Being Well

Where does this idea come from? What does it mean to be well? Healed? At what point in ones existence would they, could they have such a stamp of wellness on their life?

Last night my wife and I were watching a television program about a young lady and her swimming. She called herself disabled and I asked my wife to tell me why she thought such a thing. Why is she using that word? Was she different then me? Certainly. She was different than what we might call the average or norm, but why is being different from the average or norm disabled? I thought that just made you different?

Now I have no problem with a person getting special privileges to make their life more manageable because they are different but why must it be disabled? What about us tell us this is disabled? Is this to hide that we are all disabled in some way?

Do you strive to be normal? As a Christian do you have some normal, right upstanding picture in your head of what the ideal normal average Christian looks like? Why do you think we have that? Is there really such a thing? Should we strive for this image or is it something our culture teaches us, not God?

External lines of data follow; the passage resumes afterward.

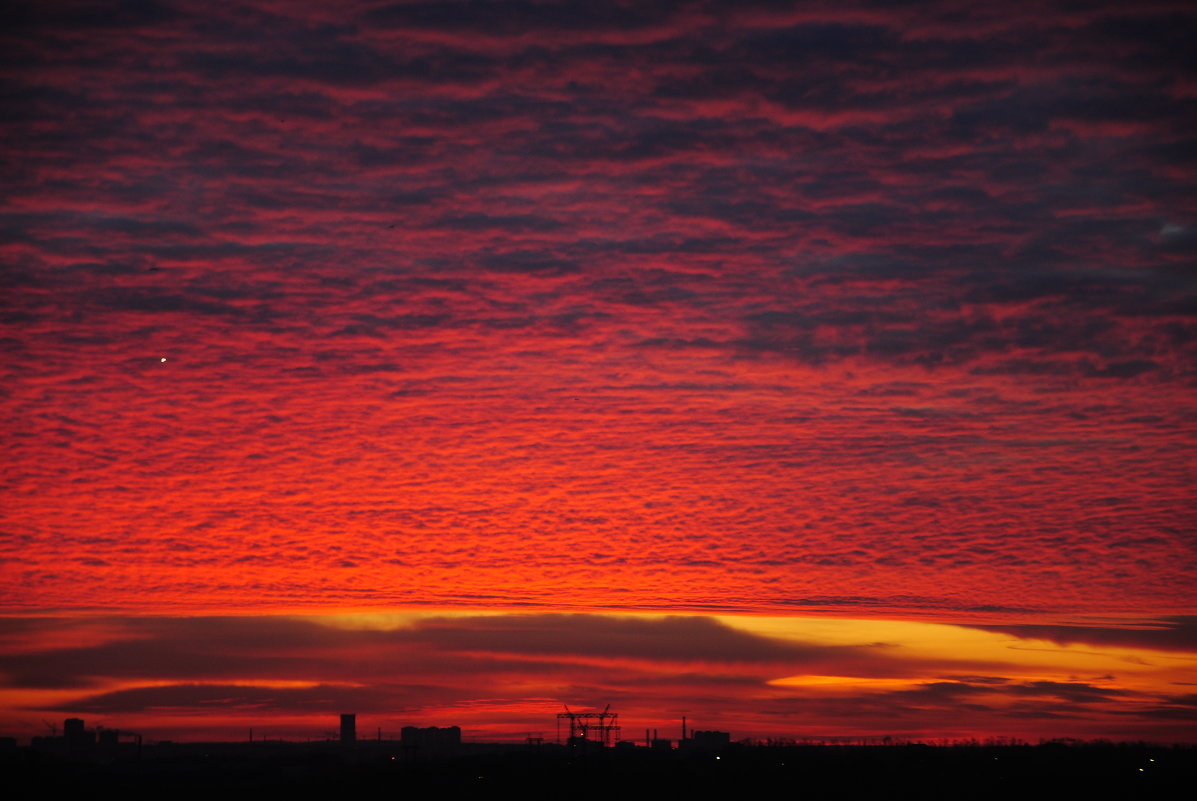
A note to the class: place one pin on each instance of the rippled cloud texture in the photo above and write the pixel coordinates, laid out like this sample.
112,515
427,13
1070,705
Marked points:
747,308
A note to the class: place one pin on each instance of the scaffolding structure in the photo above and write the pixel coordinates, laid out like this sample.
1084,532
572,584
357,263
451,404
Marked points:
597,728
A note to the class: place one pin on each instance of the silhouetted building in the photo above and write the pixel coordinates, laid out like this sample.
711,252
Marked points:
708,741
76,735
430,739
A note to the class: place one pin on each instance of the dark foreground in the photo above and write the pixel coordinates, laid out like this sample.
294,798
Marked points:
278,770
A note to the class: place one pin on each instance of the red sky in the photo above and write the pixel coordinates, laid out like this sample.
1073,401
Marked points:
812,370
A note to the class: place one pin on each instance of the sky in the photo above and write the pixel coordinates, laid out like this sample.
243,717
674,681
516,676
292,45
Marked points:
808,369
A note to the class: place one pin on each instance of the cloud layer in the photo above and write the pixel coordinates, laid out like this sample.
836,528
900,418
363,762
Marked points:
504,675
712,305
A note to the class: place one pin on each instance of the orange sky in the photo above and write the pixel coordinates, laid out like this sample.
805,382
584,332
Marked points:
810,372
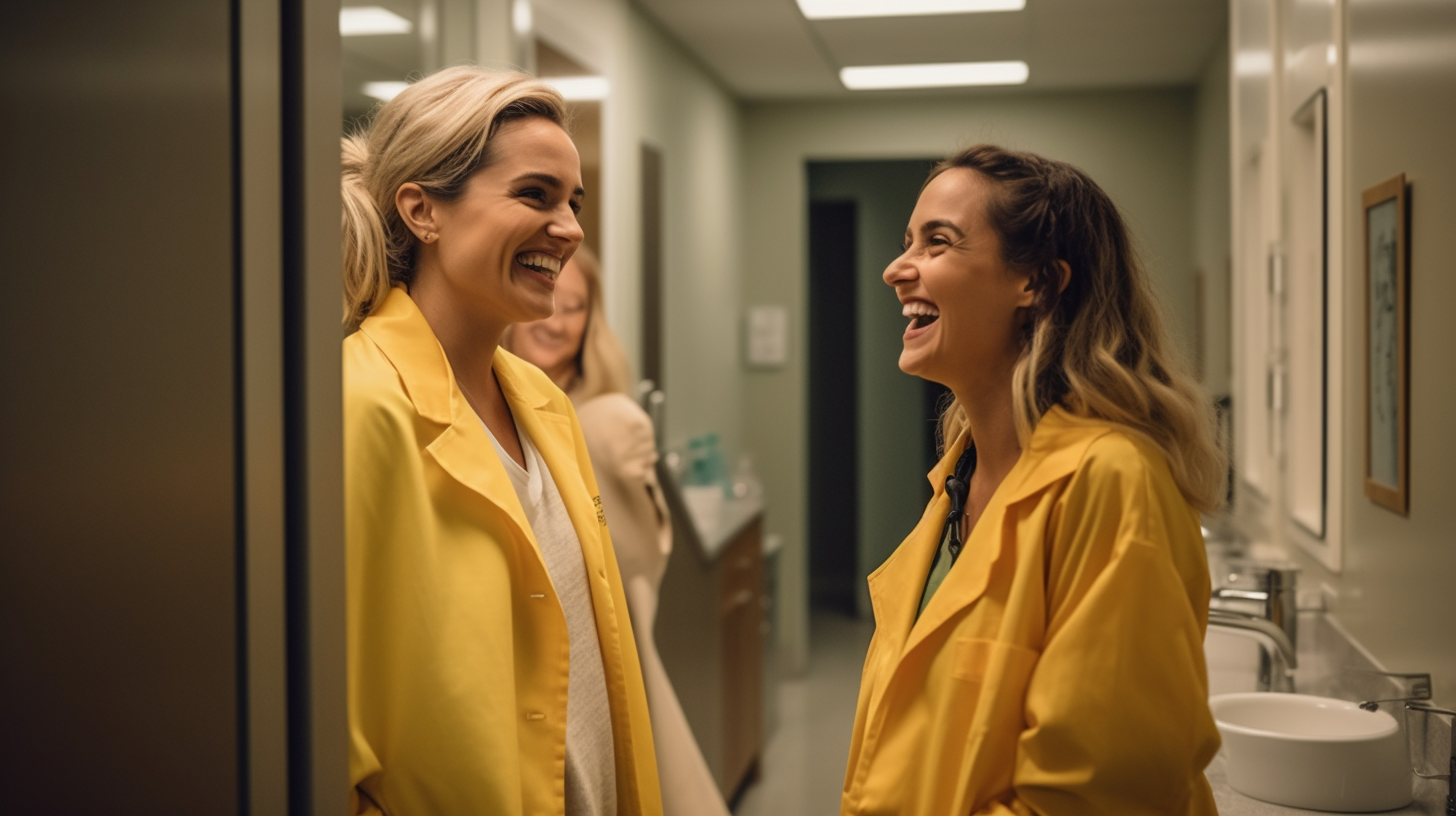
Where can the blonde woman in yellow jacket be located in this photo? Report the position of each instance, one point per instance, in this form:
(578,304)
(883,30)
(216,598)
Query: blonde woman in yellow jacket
(489,653)
(1038,640)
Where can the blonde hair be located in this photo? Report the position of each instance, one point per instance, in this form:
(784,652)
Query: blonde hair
(1097,347)
(437,133)
(602,366)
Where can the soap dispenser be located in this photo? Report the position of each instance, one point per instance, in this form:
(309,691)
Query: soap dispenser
(1450,775)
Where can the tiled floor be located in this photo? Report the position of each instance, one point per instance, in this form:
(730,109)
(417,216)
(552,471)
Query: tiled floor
(802,768)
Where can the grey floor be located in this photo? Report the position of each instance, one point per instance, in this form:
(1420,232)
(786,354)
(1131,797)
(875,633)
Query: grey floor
(802,767)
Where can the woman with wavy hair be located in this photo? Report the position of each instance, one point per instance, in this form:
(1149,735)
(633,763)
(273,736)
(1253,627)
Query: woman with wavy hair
(580,353)
(491,660)
(1038,641)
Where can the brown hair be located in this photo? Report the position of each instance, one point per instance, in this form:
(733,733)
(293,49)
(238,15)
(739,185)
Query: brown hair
(1097,347)
(437,133)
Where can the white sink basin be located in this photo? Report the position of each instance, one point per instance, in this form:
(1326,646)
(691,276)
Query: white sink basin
(1314,752)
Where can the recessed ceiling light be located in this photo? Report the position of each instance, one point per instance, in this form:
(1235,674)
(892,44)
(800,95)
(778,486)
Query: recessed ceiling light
(835,9)
(357,21)
(383,91)
(580,89)
(938,75)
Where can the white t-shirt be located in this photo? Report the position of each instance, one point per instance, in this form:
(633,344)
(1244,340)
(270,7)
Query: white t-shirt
(591,784)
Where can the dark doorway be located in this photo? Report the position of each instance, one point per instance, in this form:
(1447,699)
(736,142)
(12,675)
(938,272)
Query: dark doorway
(833,407)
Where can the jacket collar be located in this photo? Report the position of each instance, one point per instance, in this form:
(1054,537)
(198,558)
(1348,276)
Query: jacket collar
(402,334)
(1053,453)
(462,446)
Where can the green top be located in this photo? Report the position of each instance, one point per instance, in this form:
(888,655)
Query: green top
(938,569)
(957,488)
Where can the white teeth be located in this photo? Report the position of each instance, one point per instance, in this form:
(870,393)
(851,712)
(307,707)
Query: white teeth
(540,261)
(919,309)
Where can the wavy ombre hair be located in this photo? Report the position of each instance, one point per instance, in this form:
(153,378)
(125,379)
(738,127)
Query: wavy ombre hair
(1097,347)
(436,133)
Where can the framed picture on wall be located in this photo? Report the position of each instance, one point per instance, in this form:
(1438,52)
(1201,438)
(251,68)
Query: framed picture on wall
(1386,344)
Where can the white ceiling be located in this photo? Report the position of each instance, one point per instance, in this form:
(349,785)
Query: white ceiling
(766,50)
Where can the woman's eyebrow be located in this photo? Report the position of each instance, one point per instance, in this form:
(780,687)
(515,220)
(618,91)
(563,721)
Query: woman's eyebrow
(551,181)
(932,226)
(942,223)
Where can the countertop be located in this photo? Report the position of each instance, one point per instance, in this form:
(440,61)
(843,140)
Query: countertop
(1330,665)
(1430,797)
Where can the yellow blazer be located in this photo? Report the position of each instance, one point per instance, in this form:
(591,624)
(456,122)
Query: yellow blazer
(1059,668)
(456,641)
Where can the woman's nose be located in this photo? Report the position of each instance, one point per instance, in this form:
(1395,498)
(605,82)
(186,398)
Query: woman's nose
(899,271)
(565,228)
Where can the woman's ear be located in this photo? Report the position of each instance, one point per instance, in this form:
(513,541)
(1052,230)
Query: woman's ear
(1066,276)
(418,210)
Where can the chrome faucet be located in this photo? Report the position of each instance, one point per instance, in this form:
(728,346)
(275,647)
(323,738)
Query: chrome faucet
(1274,593)
(1277,659)
(1277,621)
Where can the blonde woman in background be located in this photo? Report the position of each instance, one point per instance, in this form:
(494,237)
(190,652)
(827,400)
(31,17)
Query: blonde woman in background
(491,660)
(581,356)
(1038,636)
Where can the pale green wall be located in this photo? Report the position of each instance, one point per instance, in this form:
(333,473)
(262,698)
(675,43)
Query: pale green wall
(891,488)
(1136,143)
(661,95)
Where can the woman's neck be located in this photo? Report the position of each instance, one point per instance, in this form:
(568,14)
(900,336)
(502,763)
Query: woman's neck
(990,414)
(468,340)
(564,375)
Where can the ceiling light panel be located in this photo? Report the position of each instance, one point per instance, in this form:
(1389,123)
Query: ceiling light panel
(358,21)
(938,75)
(840,9)
(383,91)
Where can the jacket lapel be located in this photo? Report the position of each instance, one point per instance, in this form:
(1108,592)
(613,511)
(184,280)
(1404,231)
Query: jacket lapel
(463,449)
(896,587)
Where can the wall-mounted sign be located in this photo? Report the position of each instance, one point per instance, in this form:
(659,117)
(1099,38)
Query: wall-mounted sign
(766,337)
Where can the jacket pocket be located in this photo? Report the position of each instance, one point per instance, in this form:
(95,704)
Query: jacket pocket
(1006,665)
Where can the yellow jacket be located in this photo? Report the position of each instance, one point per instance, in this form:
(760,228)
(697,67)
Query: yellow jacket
(1059,668)
(456,643)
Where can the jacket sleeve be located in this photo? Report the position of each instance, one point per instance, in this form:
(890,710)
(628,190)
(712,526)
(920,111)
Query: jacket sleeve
(1116,711)
(382,499)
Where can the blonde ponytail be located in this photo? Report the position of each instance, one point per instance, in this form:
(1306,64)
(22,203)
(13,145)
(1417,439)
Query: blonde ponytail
(437,134)
(366,248)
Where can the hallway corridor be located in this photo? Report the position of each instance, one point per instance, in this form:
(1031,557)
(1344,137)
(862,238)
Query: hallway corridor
(802,768)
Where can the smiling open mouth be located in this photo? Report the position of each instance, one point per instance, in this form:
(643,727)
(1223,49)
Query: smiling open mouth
(540,263)
(920,314)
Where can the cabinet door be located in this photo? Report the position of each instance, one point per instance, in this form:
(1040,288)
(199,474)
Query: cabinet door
(741,570)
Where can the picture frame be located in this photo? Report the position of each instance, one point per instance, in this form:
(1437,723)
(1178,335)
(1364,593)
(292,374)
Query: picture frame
(1388,348)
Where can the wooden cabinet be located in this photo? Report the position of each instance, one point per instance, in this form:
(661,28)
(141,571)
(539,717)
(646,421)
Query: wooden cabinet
(709,634)
(740,574)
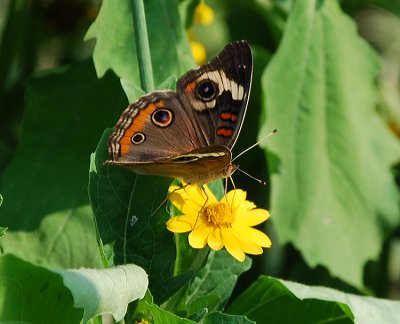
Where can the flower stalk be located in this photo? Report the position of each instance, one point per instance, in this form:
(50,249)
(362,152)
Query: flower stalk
(142,46)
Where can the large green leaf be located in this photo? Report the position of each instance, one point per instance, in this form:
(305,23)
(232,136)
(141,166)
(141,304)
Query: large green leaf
(130,212)
(115,46)
(32,294)
(105,291)
(213,285)
(268,301)
(46,207)
(150,312)
(333,195)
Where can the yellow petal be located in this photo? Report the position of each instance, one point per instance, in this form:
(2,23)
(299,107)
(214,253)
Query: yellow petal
(247,246)
(214,239)
(198,237)
(180,224)
(232,245)
(252,217)
(253,235)
(203,14)
(198,52)
(235,198)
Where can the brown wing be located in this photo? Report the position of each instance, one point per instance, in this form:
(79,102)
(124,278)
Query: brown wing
(199,166)
(218,93)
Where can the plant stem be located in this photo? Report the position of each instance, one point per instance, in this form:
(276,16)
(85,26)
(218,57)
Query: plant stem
(142,46)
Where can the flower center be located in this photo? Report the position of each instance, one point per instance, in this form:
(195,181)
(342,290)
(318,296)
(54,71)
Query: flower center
(219,214)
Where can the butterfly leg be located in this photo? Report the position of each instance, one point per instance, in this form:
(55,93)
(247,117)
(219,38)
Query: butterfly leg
(202,207)
(166,199)
(234,188)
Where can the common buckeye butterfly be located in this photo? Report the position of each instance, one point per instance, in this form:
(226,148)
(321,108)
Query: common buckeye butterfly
(188,133)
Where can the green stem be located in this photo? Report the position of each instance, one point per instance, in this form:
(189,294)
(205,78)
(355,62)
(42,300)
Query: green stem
(142,46)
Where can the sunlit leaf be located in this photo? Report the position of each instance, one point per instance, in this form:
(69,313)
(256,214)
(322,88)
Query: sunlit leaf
(333,195)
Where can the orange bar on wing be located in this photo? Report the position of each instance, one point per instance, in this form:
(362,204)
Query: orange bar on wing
(190,87)
(226,132)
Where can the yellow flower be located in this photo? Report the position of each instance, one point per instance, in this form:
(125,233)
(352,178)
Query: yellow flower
(203,14)
(198,52)
(225,223)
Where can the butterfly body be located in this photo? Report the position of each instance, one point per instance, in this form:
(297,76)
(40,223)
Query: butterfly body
(188,133)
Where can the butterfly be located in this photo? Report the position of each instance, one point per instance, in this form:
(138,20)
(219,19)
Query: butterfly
(188,133)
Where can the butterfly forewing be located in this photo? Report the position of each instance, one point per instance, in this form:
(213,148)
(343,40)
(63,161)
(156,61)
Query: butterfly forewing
(189,133)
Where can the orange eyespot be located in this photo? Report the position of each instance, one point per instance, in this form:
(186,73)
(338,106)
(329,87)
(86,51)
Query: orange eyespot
(228,116)
(162,117)
(224,132)
(138,138)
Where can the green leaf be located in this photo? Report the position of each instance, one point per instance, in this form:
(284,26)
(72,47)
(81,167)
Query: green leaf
(32,294)
(217,278)
(220,318)
(212,286)
(46,205)
(147,310)
(333,195)
(115,47)
(117,197)
(365,309)
(105,291)
(3,231)
(268,301)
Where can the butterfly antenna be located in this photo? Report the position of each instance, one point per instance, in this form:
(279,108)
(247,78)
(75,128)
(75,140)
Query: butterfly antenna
(254,178)
(255,144)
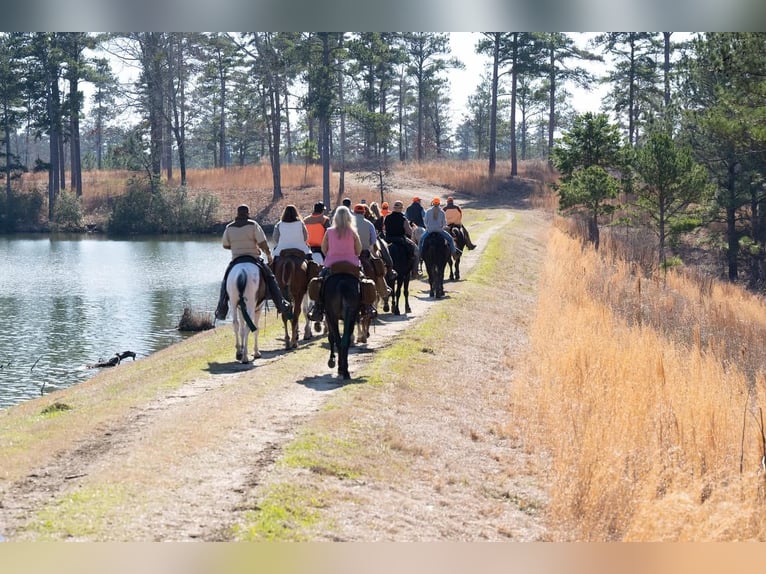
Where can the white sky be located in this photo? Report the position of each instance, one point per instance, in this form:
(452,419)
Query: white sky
(463,82)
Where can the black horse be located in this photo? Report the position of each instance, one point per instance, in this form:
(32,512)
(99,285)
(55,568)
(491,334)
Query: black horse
(401,259)
(342,301)
(435,255)
(459,237)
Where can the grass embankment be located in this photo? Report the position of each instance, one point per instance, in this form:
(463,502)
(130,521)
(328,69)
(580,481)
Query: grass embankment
(647,395)
(33,436)
(433,374)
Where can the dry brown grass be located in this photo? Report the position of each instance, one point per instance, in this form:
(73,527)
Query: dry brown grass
(471,178)
(302,186)
(646,424)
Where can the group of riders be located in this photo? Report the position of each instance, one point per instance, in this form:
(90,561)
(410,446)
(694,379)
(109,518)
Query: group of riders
(359,235)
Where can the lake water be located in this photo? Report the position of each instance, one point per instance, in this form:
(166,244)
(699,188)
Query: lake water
(66,302)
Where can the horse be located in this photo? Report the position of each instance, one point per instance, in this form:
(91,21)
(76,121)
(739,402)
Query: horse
(291,271)
(342,300)
(459,237)
(417,233)
(401,259)
(246,294)
(435,255)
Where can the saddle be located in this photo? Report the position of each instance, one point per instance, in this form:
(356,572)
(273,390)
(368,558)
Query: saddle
(345,267)
(373,267)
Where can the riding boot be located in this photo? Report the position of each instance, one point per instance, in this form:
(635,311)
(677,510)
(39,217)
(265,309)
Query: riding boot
(414,260)
(283,306)
(468,243)
(316,312)
(223,303)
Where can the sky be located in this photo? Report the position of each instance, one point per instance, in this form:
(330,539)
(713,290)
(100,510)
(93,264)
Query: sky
(463,82)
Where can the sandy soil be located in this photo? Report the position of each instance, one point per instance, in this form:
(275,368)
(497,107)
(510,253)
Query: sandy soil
(189,464)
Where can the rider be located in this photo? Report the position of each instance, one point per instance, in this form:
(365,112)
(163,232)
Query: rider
(397,229)
(316,225)
(454,215)
(369,238)
(436,221)
(246,239)
(290,233)
(415,212)
(340,243)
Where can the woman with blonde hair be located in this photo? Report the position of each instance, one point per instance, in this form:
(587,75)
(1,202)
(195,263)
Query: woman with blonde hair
(340,243)
(436,222)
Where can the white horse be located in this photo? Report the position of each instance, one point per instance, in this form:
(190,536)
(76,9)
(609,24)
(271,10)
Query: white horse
(246,293)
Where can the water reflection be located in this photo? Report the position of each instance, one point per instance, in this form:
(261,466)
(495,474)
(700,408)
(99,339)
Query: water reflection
(66,302)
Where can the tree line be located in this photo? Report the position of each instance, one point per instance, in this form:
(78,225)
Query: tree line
(364,100)
(223,99)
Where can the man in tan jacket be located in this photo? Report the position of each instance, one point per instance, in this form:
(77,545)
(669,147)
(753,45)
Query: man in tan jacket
(246,240)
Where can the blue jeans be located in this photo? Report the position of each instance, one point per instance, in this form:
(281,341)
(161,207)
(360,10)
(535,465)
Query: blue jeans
(446,235)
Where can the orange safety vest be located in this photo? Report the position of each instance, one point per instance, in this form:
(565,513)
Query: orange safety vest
(316,225)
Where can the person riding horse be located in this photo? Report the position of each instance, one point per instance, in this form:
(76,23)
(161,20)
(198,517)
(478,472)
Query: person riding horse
(397,229)
(341,243)
(316,225)
(246,240)
(370,256)
(415,213)
(290,233)
(436,222)
(454,215)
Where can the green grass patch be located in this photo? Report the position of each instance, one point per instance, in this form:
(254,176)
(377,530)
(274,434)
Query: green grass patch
(79,515)
(321,453)
(285,514)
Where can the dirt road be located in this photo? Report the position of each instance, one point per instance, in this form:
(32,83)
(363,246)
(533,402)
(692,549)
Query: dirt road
(205,453)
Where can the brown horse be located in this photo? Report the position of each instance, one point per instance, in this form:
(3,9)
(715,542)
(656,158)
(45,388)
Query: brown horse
(459,237)
(291,271)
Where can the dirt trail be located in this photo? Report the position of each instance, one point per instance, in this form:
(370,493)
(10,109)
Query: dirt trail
(187,465)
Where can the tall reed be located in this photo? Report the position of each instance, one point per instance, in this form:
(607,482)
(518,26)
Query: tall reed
(651,436)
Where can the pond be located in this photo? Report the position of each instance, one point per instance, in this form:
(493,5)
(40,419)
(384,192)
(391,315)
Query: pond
(70,301)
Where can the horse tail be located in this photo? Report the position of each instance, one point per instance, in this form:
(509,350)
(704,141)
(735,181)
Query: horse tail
(288,267)
(241,285)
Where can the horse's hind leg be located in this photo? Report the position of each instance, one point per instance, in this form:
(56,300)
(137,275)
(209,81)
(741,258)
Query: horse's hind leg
(407,308)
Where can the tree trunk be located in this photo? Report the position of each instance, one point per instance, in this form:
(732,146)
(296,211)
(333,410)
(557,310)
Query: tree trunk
(514,81)
(493,109)
(732,243)
(341,143)
(551,101)
(74,139)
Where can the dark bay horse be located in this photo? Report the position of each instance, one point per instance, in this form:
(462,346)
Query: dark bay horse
(457,234)
(435,255)
(291,271)
(342,301)
(401,260)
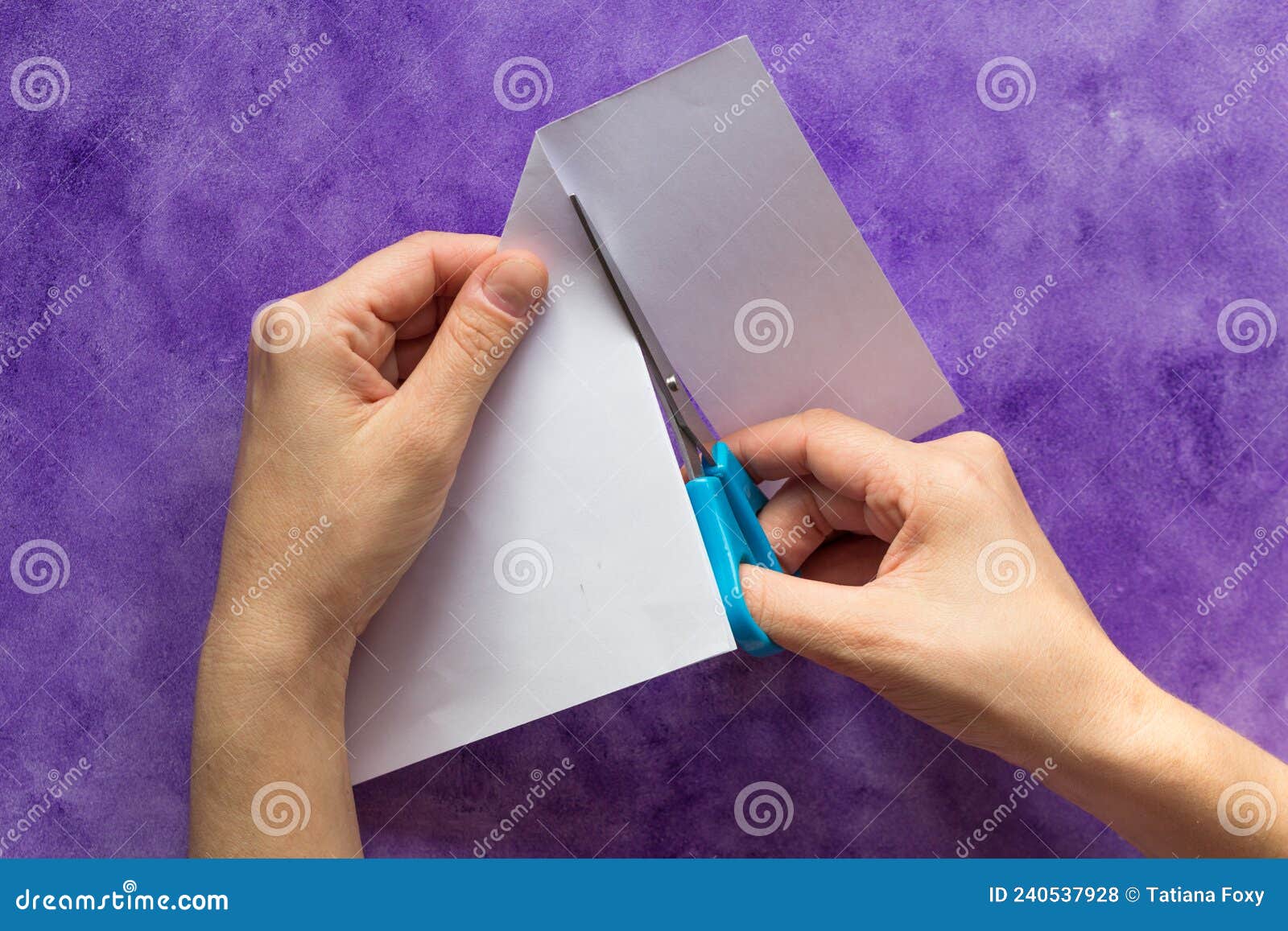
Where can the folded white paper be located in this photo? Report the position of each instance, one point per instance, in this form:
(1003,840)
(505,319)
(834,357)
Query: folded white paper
(568,563)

I don’t know, that is why I ask. Paul says look at his example but I’m not sure he is talking about wellness. I think he is talking about a way of life. You see I think somewhere we crossed from a healthy believer being one who is working to bring glory to God to a healthy believer is one who has all of life together. I don’t know if that is really true though.

What if David is the normal everyday average follower of our God? What if Abraham in all his attempts to help God with the promise is right down average lane? What if Peter is the prototypical Christ-follower? What if the church in Corinth is more normal than any could imagine? What would that do to our measuring stick? Our expectations?

What if their willingness to follow marked average? What if their willingness to seek in spite of their failings and foibles is what marked them in their lives?

I don’t know, what If we became the people we think we want to be, I wonder if we would end up very vanilla, very boring and very unable to relate to others? Everyone would look and act the same because they had all made it to the same place. Wouldn’t that be true? Isn’t the idea presented that we as Christians are suppose to be striving for some Christian ideal of behavior, excising the problems of our past?

What if the problems make us more valuable in the kingdom? What if healing is less about fixing us, getting us past these problems, and instead is about showing how even with them we can live and function and are held together and have a place where we will finally be restored?

If Jesus came to give us hope, a home where we truly will be without defect, why is it that we become frustrated when we discover we are not home yet? I don’t know, these are in the end just the thoughts that run through my brain, that keep me up at night, that make me think.